Synthesis and Antitumor Activity Evaluation of γ-Monofluorinated and γ,γ-Difluorinated Goniothalamin Analogues

A series of novel γ,γ‐difluorinated Goniothalamin analogues 4a–4i and 6a–6i were synthesized. The key steps included the construction of C‐5 stereocenter adjacent to gem‐difluoromethylene group by way of lipase AK catalyzed kinetic resolution, the introduction of aryl group via Stille coupling, and lactonization by 1,5‐oxidative cyclization. These γ,γ‐difluorinated Goniothalamin analogues 4a–4i and their enantiomers 6a–6i, together with several corresponding γ‐monofluorinated Goniothalamin analogues were biologically evaluated against four different cancer cell lines. Compound 7h showed a nearly equivalent potency as the parent (R)‐Goniothalamin in the micromolar range. The different fluorine effects between fluoromethylene and gem‐difluoromethylene on antitumor activity were discussed through the analysis of bioassay data.

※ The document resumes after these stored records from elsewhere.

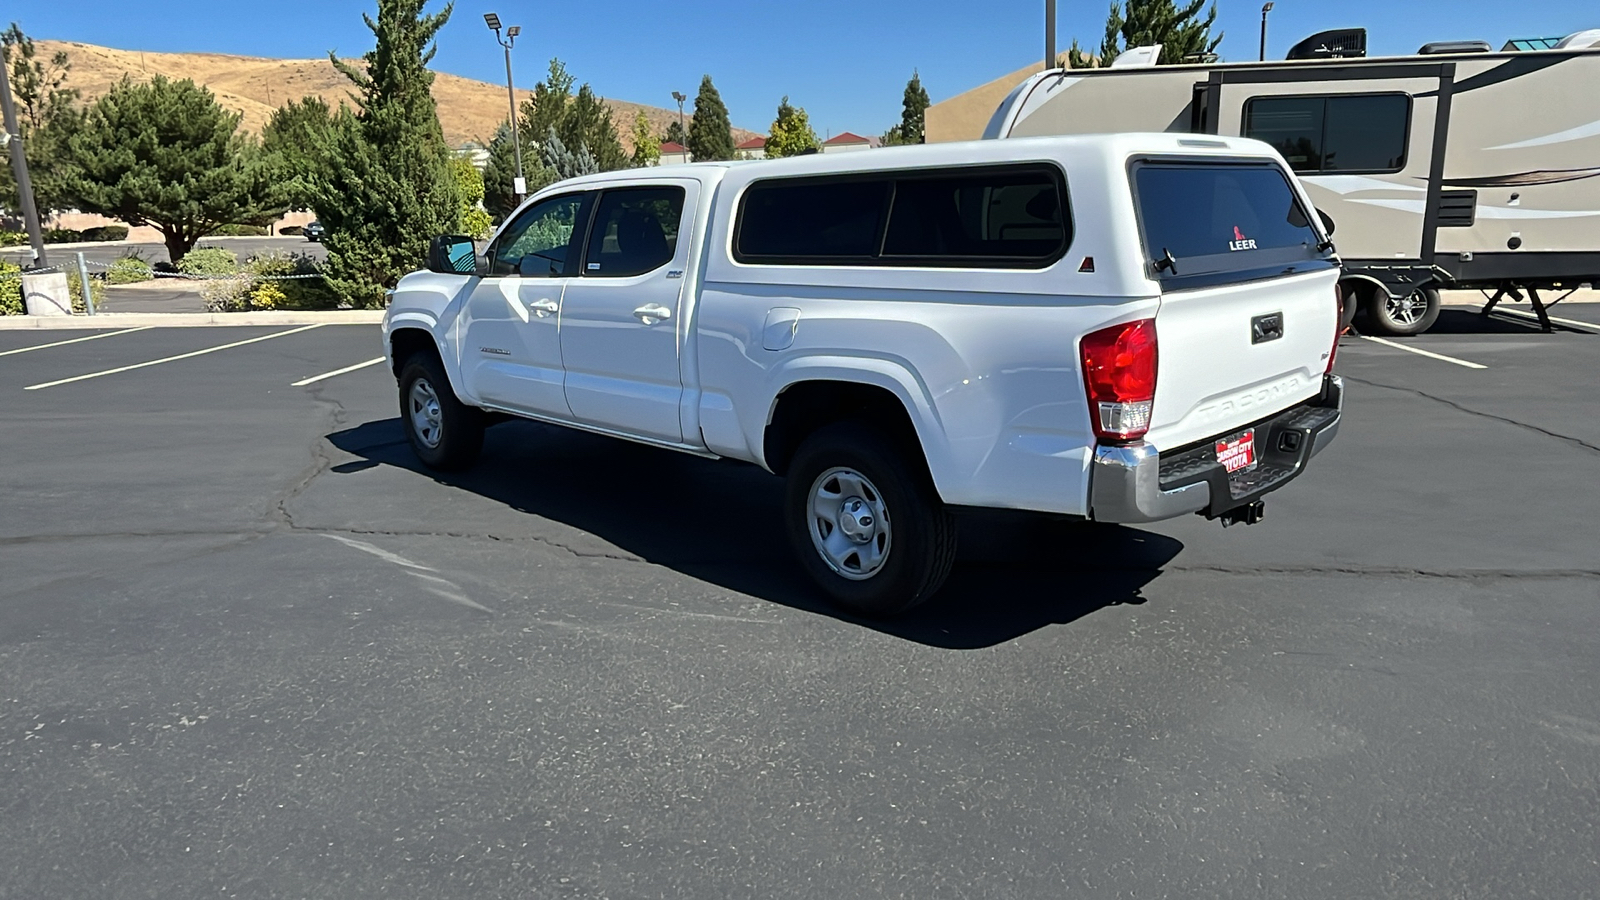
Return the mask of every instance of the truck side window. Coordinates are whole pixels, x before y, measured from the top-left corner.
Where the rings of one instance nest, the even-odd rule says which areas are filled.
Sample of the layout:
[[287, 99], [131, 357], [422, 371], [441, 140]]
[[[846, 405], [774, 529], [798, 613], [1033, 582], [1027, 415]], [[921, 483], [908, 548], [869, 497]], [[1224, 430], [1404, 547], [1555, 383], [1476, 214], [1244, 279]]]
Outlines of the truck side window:
[[643, 275], [672, 261], [683, 218], [681, 187], [606, 191], [595, 210], [583, 274], [590, 278]]
[[524, 278], [570, 274], [568, 250], [585, 199], [583, 194], [552, 197], [523, 210], [489, 248], [493, 260], [489, 274]]
[[1271, 144], [1302, 175], [1398, 172], [1410, 121], [1405, 94], [1255, 97], [1244, 107], [1244, 136]]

A series of novel γ,γ‐difluorinated Goniothalamin analogues 4a–4i and 6a–6i were synthesized by way of lipase AK catalyzed kinetic resolution, Stille coupling and 1,5‐oxidative cyclization. These difluorinated analogues and several monofluorinated analogues were biologically evaluated together against four different cancer cell lines. From the analysis of bioassay data, it was found that adding one fluorine at the γ position of Goniothalamin was a better modification than introducing two fluorine atoms.